Despite the cloud of controversy surrounding Mayor Barry, her resignation was a bit of a surprise. But Nashville was able to act fast and just 79 days later, on May 24, the city held an election for mayor. Nashville voters had the chance to go to the polls and determine their top official.
Now the city of McMinnville is in a similar spot. We don't have the controversy that surrounded Mayor Barry's departure, but we're left without a mayor after Jimmy Haley won the election last night to become our next county executive.
Haley still has more than two years left on his term as mayor, leaving a giant void atop the city leadership tree. What's McMinnville to do?
Fortunately, Nashville has shown us a mayor's race can get on the ballot and be voted on in 79 days.
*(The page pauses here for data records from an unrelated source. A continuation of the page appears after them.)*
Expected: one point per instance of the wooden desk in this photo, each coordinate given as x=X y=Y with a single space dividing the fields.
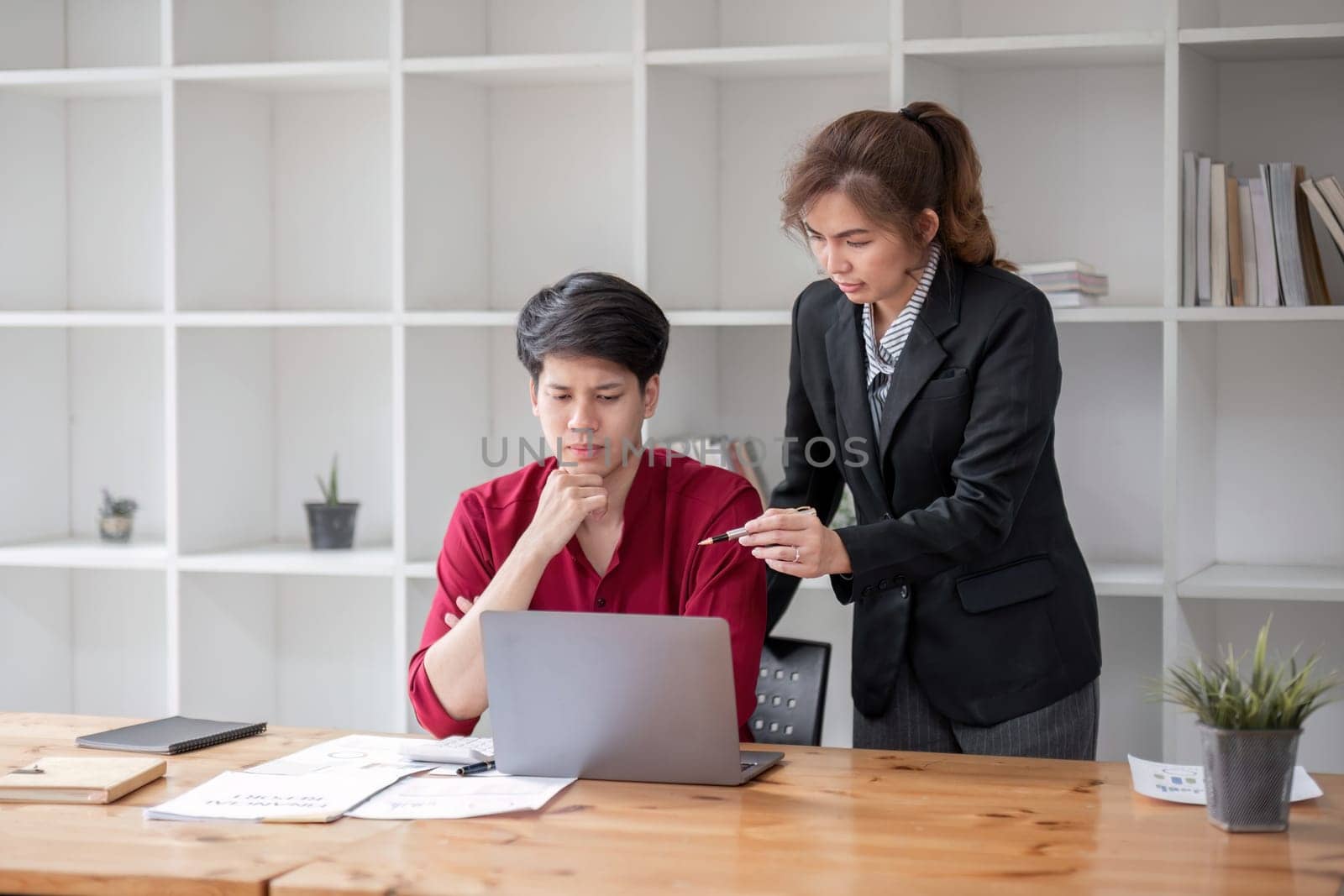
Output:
x=47 y=848
x=840 y=821
x=831 y=821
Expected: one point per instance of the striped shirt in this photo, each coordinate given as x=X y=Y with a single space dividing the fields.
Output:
x=884 y=355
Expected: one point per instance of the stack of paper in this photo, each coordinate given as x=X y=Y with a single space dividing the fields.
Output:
x=1066 y=284
x=360 y=775
x=1186 y=783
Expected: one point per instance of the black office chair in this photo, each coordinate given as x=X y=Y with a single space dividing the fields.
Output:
x=790 y=692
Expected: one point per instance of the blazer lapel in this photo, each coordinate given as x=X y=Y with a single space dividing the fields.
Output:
x=848 y=376
x=922 y=354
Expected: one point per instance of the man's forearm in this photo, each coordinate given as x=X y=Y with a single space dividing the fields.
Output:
x=454 y=664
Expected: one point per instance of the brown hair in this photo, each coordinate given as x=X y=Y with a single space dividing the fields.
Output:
x=893 y=165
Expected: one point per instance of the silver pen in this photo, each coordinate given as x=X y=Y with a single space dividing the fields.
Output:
x=737 y=533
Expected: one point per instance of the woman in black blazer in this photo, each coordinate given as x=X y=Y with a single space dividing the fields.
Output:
x=925 y=375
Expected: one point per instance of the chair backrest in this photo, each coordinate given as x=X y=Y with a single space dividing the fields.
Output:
x=790 y=692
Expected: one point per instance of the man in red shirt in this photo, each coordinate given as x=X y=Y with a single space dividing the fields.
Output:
x=602 y=527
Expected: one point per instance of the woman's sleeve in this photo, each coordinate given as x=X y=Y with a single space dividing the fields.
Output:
x=803 y=484
x=1011 y=421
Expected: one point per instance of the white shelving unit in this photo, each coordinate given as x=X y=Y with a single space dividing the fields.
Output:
x=239 y=238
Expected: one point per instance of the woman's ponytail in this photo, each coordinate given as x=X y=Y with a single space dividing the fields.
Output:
x=964 y=226
x=893 y=165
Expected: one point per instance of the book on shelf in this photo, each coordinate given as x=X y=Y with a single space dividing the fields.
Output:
x=1317 y=291
x=1072 y=298
x=1250 y=277
x=1218 y=235
x=1253 y=241
x=1187 y=231
x=1066 y=284
x=1334 y=195
x=1334 y=226
x=1203 y=208
x=1267 y=259
x=1062 y=266
x=1236 y=289
x=1283 y=204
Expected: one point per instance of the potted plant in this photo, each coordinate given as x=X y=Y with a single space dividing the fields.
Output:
x=1249 y=730
x=116 y=517
x=331 y=521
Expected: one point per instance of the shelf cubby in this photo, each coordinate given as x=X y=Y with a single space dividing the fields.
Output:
x=81 y=196
x=1210 y=625
x=78 y=34
x=284 y=664
x=1073 y=163
x=282 y=196
x=934 y=19
x=260 y=31
x=85 y=641
x=92 y=418
x=261 y=412
x=718 y=149
x=674 y=24
x=515 y=27
x=1110 y=456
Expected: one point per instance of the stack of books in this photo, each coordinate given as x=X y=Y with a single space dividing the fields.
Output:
x=1066 y=284
x=1250 y=241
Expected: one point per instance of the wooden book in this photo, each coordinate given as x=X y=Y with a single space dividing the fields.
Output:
x=80 y=779
x=1314 y=273
x=1236 y=265
x=1218 y=235
x=1323 y=211
x=1250 y=273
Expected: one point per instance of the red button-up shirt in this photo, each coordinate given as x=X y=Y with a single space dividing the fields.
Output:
x=658 y=569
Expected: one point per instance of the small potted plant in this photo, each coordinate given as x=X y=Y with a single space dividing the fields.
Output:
x=331 y=521
x=116 y=517
x=1249 y=730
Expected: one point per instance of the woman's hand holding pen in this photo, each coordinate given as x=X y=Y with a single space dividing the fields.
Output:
x=796 y=543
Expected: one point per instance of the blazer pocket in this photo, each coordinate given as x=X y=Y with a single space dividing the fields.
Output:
x=1021 y=580
x=949 y=383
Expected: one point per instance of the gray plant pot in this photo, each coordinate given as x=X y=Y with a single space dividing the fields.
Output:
x=116 y=528
x=1249 y=777
x=331 y=527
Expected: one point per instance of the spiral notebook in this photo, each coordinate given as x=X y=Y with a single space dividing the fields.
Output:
x=172 y=735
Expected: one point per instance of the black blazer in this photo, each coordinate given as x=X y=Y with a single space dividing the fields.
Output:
x=963 y=555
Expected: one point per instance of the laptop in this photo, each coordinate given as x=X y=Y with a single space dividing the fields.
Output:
x=615 y=698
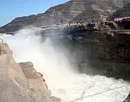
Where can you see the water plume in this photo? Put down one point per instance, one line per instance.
(52, 56)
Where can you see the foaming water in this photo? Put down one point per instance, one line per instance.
(53, 59)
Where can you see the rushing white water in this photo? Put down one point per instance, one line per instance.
(53, 60)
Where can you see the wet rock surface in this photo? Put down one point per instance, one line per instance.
(21, 82)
So it should be no trouble at all for the city of McMinnville to get the mayor's race on the ballot for the upcoming Nov. 6 election, which is a full 96 days away.
Without getting the mayor's race on the November ballot, we could be left with an appointed mayor for more than two years. It's easy to understand appointing a mayor for six months, or even a year in a pinch. But two years is extreme.
It's important to note city races are already on the ballot for November when three of the city's six alderman seats are up for election. Qualifying for those races is still ongoing with the qualifying deadline two weeks away on Thursday, Aug. 16.
It would seem almost a matter of ease to include the mayor's race in that election. Most candidates can pick up their qualifying papers and obtain the necessary 25 signatures the same day.
There are sure to be mountains of excuses as to why this can't happen: 1) The turnaround is too fast. 2) Last night's election won't be certified for over a week so any action until that point would be premature. 3) Potential candidates won't have enough time to campaign. 4) It would require a special vote to modify procedure.
Of course these are just lame excuses, not legitimate reasons.
If Nashville can do it in 79 days, we here in McMinnville can certainly do it in 96. We like to claim we're just as smart and talented as the big-city folks, but that's just empty talk if we can't find a way to fulfill a basic tenet of democracy and let the people decide who will serve them.
The short of it is McMinnville needs a mayor. The best way to determine our new mayor is to let the voters decide who that person will be.
It may require a little extra work, but city officials should not take the lazy or self-serving way out. Let McMinnville residents elect the next McMinnville mayor in November.